SEMTM0016 Artificial Intelligence for Robotics
SEMTM0016 Coursework - Part B
Task Overview
You are the mighty HeroBot traversing the MazeDungeon where you will encounter many different entities.
You can find the MazeDungeon environment repository via this link: https://github. com/ uobcll/SEMTM0016_DungeonMazeWorld
• You can follow the README of the repository for the basic components of MazeDungeon environment.
• manual control . py : The code in this file shows how to load the dungeon maze env, how to reset the environment and how to check the state, action and reward from environment.
You have three tasks to complete:
Q1: Load the environment and implement rollout function and some simple policies.
Q2: Implement the model-based methods: Policy iteration and value iteration.
Q3: Implement the model-free methods: Monte-Carlo and Temporal Difference.
Question 1 - Simulation in environment and policies (4 Marks):
(1.1) Implement a rollout function by which you can sample a complete trajectory in the envi- ronment for a given policy. The function takes in the environment and policy, and returns the full rollout trajectory (e.g., a list of transition tuples where each tuple is (state, action, reward). The maximum environment step is set as 100 and grid size as 6.

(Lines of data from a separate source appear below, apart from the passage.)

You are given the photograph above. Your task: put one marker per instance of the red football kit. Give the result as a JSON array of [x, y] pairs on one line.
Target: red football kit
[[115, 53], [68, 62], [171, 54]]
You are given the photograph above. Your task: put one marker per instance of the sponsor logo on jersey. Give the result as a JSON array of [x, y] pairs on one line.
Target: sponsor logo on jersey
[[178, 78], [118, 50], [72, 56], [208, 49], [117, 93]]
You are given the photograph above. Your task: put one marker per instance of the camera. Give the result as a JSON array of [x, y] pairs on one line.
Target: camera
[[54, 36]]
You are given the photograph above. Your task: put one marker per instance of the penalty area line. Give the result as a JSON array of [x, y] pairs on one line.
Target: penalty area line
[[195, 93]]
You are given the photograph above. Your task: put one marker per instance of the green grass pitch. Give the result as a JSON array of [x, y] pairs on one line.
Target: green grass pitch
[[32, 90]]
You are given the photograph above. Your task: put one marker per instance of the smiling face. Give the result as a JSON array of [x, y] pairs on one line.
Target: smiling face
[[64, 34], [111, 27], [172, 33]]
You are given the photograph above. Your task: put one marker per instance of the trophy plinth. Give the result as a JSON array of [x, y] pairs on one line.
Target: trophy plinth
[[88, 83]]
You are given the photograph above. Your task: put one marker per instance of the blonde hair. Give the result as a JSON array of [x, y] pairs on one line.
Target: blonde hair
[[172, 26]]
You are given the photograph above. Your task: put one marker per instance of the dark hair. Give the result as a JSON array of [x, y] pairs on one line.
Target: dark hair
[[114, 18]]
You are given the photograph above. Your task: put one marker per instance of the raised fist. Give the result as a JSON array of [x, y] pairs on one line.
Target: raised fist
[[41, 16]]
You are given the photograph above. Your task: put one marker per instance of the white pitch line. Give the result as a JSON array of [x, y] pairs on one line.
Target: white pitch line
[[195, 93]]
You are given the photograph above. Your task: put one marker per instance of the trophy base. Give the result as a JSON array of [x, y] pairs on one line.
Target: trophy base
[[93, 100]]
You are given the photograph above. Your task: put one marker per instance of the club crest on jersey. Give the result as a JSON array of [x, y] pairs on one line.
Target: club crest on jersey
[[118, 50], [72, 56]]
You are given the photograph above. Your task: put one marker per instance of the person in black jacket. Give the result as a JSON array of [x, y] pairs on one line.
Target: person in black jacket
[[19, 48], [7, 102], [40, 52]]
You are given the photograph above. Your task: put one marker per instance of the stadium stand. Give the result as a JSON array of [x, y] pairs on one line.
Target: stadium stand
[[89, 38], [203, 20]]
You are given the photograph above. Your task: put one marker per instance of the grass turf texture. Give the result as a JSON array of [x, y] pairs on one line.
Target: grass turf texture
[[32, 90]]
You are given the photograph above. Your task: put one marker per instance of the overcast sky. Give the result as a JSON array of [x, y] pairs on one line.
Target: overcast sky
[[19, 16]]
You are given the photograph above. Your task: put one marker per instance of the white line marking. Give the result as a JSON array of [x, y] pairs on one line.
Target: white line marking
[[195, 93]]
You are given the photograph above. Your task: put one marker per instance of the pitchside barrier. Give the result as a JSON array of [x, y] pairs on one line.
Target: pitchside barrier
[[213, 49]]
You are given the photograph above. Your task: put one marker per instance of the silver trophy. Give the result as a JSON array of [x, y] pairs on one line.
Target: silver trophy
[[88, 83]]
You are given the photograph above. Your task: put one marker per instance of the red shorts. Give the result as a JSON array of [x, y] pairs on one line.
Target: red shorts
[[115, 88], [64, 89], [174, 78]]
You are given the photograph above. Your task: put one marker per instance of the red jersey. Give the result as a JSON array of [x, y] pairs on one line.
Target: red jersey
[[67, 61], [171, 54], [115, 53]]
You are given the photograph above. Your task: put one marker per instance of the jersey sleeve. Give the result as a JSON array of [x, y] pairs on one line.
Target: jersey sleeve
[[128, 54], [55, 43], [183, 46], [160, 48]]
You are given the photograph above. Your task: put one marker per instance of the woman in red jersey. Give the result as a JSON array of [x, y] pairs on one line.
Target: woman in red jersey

(1.2) Implement the random policy (e.g. a uniform policy distribution over the action space for every state) to obtain the action the agent will take, and take trajectory using the rollout function in part (1.1) and the random policy.

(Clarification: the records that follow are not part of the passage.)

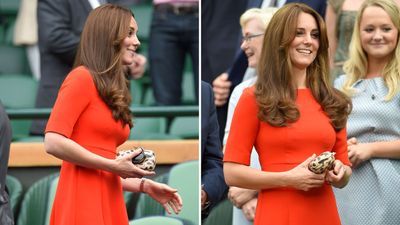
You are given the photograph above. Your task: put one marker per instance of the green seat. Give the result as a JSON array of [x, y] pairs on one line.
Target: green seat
[[10, 7], [18, 92], [185, 127], [220, 214], [148, 98], [13, 60], [146, 206], [136, 90], [185, 177], [188, 90], [156, 220], [35, 203], [15, 191]]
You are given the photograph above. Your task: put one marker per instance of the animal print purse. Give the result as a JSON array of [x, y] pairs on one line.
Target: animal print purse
[[146, 160], [322, 162]]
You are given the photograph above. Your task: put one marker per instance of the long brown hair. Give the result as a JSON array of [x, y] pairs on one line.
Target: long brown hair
[[275, 87], [100, 52]]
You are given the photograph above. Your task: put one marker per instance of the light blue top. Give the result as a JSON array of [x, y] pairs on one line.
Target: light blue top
[[372, 196]]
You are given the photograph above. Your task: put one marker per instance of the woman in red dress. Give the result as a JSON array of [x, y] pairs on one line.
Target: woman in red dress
[[90, 118], [291, 115]]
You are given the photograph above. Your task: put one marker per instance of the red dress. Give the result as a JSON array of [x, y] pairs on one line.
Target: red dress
[[281, 149], [87, 196]]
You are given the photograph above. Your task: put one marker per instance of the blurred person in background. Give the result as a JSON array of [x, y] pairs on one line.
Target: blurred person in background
[[254, 22], [92, 179], [6, 214], [213, 188], [174, 34], [372, 78], [218, 66], [340, 17], [60, 24]]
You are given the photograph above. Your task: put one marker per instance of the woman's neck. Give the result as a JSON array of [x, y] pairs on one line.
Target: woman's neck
[[375, 68], [300, 77]]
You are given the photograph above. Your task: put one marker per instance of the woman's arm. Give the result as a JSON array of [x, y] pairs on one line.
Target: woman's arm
[[165, 195], [300, 177], [68, 150]]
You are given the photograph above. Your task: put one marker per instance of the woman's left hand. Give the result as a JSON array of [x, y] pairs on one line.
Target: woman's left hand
[[168, 197], [339, 175]]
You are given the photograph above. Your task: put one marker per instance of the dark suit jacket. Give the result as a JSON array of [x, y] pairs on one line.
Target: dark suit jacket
[[212, 176]]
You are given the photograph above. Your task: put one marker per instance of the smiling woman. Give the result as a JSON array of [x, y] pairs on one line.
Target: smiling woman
[[90, 119], [372, 81], [283, 117]]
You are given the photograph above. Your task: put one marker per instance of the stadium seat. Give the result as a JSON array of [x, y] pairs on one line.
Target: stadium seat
[[151, 128], [50, 200], [156, 220], [13, 60], [136, 90], [185, 127], [143, 15], [221, 214], [35, 203], [188, 90], [9, 7], [15, 192], [185, 177], [18, 92]]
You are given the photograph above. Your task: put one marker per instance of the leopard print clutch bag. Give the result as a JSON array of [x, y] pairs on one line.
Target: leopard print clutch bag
[[146, 160], [322, 162]]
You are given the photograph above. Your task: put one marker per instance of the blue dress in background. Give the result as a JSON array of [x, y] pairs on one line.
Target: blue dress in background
[[372, 197]]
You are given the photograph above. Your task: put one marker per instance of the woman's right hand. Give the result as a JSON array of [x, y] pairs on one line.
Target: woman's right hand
[[240, 196], [126, 169], [302, 178]]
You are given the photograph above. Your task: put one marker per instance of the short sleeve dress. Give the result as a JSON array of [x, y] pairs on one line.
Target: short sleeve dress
[[283, 148], [84, 195], [372, 196]]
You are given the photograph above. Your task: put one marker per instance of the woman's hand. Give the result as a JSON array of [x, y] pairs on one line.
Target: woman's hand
[[126, 169], [165, 195], [339, 176], [240, 196], [249, 209], [303, 179]]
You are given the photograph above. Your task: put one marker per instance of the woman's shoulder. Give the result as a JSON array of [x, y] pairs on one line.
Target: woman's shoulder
[[79, 78]]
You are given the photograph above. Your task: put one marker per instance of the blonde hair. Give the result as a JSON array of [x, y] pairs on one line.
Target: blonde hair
[[264, 15], [356, 66]]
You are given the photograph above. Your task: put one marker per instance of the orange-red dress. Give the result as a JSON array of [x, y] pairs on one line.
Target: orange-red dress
[[87, 196], [281, 149]]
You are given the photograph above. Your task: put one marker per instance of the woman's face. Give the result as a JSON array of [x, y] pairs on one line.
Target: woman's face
[[130, 44], [377, 33], [253, 37], [304, 47]]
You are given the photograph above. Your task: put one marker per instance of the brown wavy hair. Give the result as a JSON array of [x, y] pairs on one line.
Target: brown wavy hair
[[100, 52], [275, 89]]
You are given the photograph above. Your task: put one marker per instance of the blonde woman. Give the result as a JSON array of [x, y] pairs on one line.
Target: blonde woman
[[372, 80]]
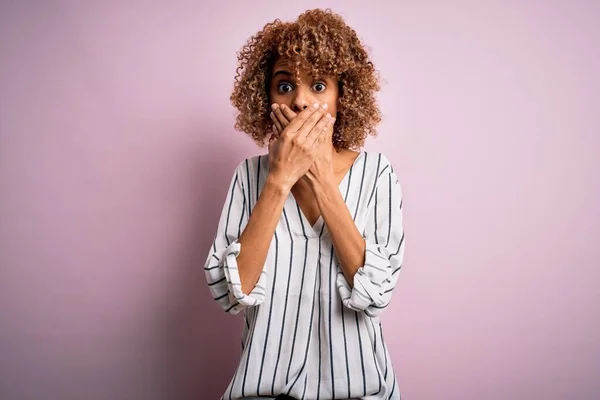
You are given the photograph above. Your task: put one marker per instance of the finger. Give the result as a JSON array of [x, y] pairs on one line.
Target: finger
[[276, 122], [327, 133], [303, 116], [287, 112], [319, 129], [282, 119], [311, 121]]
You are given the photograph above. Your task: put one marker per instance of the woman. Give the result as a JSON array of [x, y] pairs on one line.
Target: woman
[[310, 239]]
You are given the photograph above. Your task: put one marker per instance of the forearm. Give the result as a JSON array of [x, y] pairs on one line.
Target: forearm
[[258, 233], [348, 243]]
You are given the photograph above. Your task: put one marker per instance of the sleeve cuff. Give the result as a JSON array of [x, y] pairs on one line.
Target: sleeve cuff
[[369, 280], [230, 267]]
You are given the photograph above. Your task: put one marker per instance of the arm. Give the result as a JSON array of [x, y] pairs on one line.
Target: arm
[[369, 265], [235, 267]]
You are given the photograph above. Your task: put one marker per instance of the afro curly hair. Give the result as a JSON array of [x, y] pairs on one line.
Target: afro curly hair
[[320, 42]]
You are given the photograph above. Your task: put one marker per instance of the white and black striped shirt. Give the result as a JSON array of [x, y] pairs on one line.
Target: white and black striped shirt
[[307, 334]]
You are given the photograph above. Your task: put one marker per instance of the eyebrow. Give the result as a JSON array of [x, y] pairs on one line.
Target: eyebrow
[[282, 72]]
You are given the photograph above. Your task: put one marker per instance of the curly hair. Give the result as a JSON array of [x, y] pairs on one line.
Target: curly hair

(1.3) Implement the All-forward policy: only take move forwards action for every state, , and take trajectory using the rollout function in part (1.1) and the all-forward policy.
(1.4) Implement the Customized policy: any policy of your choice in this environment, and take trajectory using the rollout function and your customized policy.
Question 2 - Model-based Method (6 marks)
Let us set the grid size as 8, discount factor=1 and initial policy as random policy. Implement policy iteration and value iteration algorithm to get the optimal policy for the given environment. Specifically, you need to complete the following sub-tasks:
(2.1) Initialize value table. Implement policy iterations policy evaluation process conducting mul- tiple bellman equation updates utill the value table converges.
(2.2) Implement policy improvement process in policy iteration.
(2.3) Iteratively apply policy evaluation in (2.1) and policy improvement in (2.2) until the final optimal policy and value table converges.
(2.4) Initialize value table. Implement value iteration process till the optimal value table converges. (2.5) Get the optimal policy from the optimal value table derived in (2.4).
(2.6) Analyse how these two algorithms perform differently (e.g, convergence speed, numerical stability, senstivity to initial value table, and how the poilcy changes).
Question 3 - Model-free Method (7 marks)
Let us set the grid size as 10, discount factor=0.99 and initial policy as random policy. The maxi- mum environment step is set as 100. Suppose we do not have access to an explicit environment model and we can only sample trajectories from it. Implement Monte-Carlo and Temporal-Difference learning algorithms. Specifically, you need to complete the following sub-tasks.
(3.1) Given rollout function output, implement a cumulative reward calculation function to calcu- late the cumulative reward for one sampled trajectory.
(3.2) Implement Monte-Carlo sampling algorithms: sample some trajectories using the initial ran- dom policy and use the trajectories to get the Monte-Carlo value estimate for each grid. (Initialise each grid’s value as 0).
(3.3) Implement Temporal-Difference Learning algorithms: initialise the value table, sample some trajectories using the initial random policy. Then use the trajectories to conduct temporal difference learning until the value table converges. (Note that terminal states value are 0).
(3.4) Justify your design choices when setting the hyperparameters for these two algorithms (e.g., number of trajectory samples, td learning rate, value table initialisation, etc) and analyse how these two algorithms perform differently (e.g., convergence speed, numerical stability and hyperparameter sensitivity).
Report
There are 3 marks for overall presentation of the report.
Your report should be no longer than six pages, shorter is fine. Use an 11 or 12pt font and do not try tricks like expanding the margin to fit in more text, shorter is better than longer.
Your report must be submitted as a pdf and should be prepared either in LaTeX (overleaf is a good approach), MS Word, or a similar text editor to prepare the report and submit it as a pdf document.
Your code will not be marked for elegance, but it should run correctly; it is expected you will use Python. Do not include screenshots of graphs, they should be imported directly; resize them to the correct size before importing them, if the labels are tiny the graphs will not be marked. Make sure figure captions are descriptive, it is better to have some overlap between figure captions and the main text than to have figure captions that are not reasonably self-contained.
Avoid code snippets in the report unless that feels like the best way to illustrate some subtle aspect of an algorithm; do always though consider a mathematical description if possible. You will be asked to submit your code and it will be tested to make sure it works and matches your report. It will not, however, be marked itself for quality.
The teaching assistants (TAs) are unable to answer questions about how to solve an exercise or what methods to use beyond what has been specified in the coursework document. However, if you need help to know more about a method in a certain lab/worksheet in order to solve an exercise, do ask TAs for help about that method.